The Marvel superhero team the "X-Men" has been through countless changes of character and plot, and terabytes worth of storyline. The first X-Men appeared in the early 60s, a group of super-powered mutants consisting of five guys and one girl, Jean Grey, who had enhanced telekinetic and telepathic powers, and of course, flame-red hair, the standard sign for power in fiction. Her character was re-modeled later on and re-named "Phoenix," with a "resurrection" storyline and upgraded superpowers. With this power she saved the Universe at least once. Later she was involved in a kinky scenario with an evil mutant illusionist and she went over to the black lingerie Dark Side. This induced Jean Grey to be possessed by a consuming entity known as the "Phoenix Force" which caused her to destroy and consume a star and its planet with sentient civilized beings living on it. This was the "Dark Phoenix" who was very bad and had to be destroyed in an apocalyptic battle.

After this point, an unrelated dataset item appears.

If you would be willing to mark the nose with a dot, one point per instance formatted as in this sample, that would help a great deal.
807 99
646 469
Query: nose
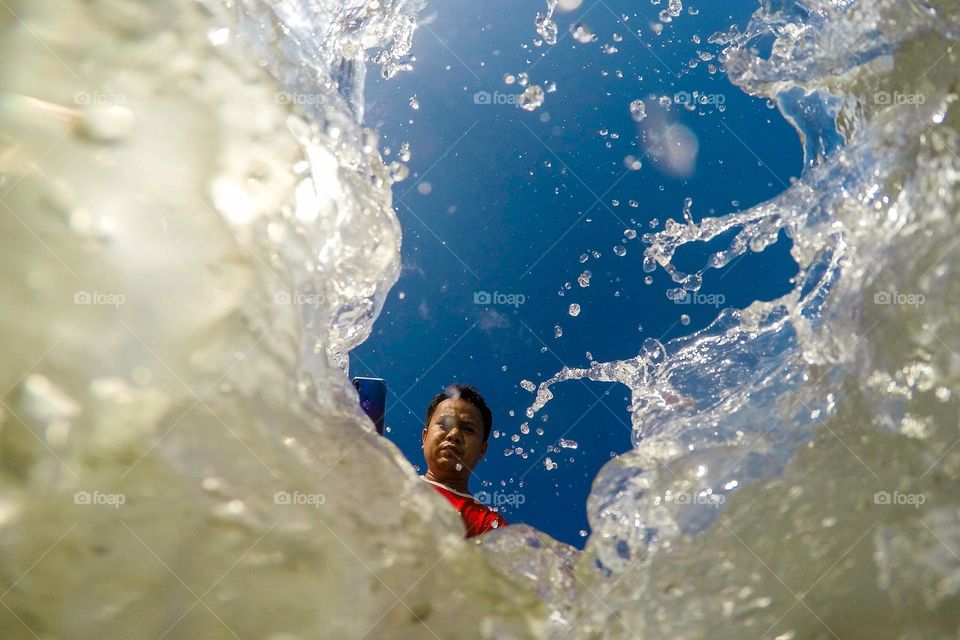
455 435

OK with this so far? Jean Grey had been cloned a few times and shows up as her clone in some X-men stories. Every so often there was a storyline resurrecting Jean Grey but she never came back as a permanent character that I remember. But in one line, Scott her mutant teammate and lover and Jean (or her clone) went forward in time and produced a daughter, Rachel, who grew up in a time warp and had similar powers to Jean's. Rachel returned to her own time period and attempted to be a teenage superhero without the dark side. I'm not sure what happened to Rachel the young Phoenix and I haven't explored the endless complications of the X-Men in many years. But she had a good red and gold costume and was able to manifest the fiery bird sign of the Phoenix Force. Whew I think I'm done now.
This fan art character piece was commissioned for a fanzine run by one of my mutant friends who loved Marvel Comics. I sometimes wonder what ever happened to her. So far the Almighty Intervub has yielded little or no information about her. I am paying more attention to comics and sequential art these days.
Original art is ink on illustration board, 8" x 11", December 1985.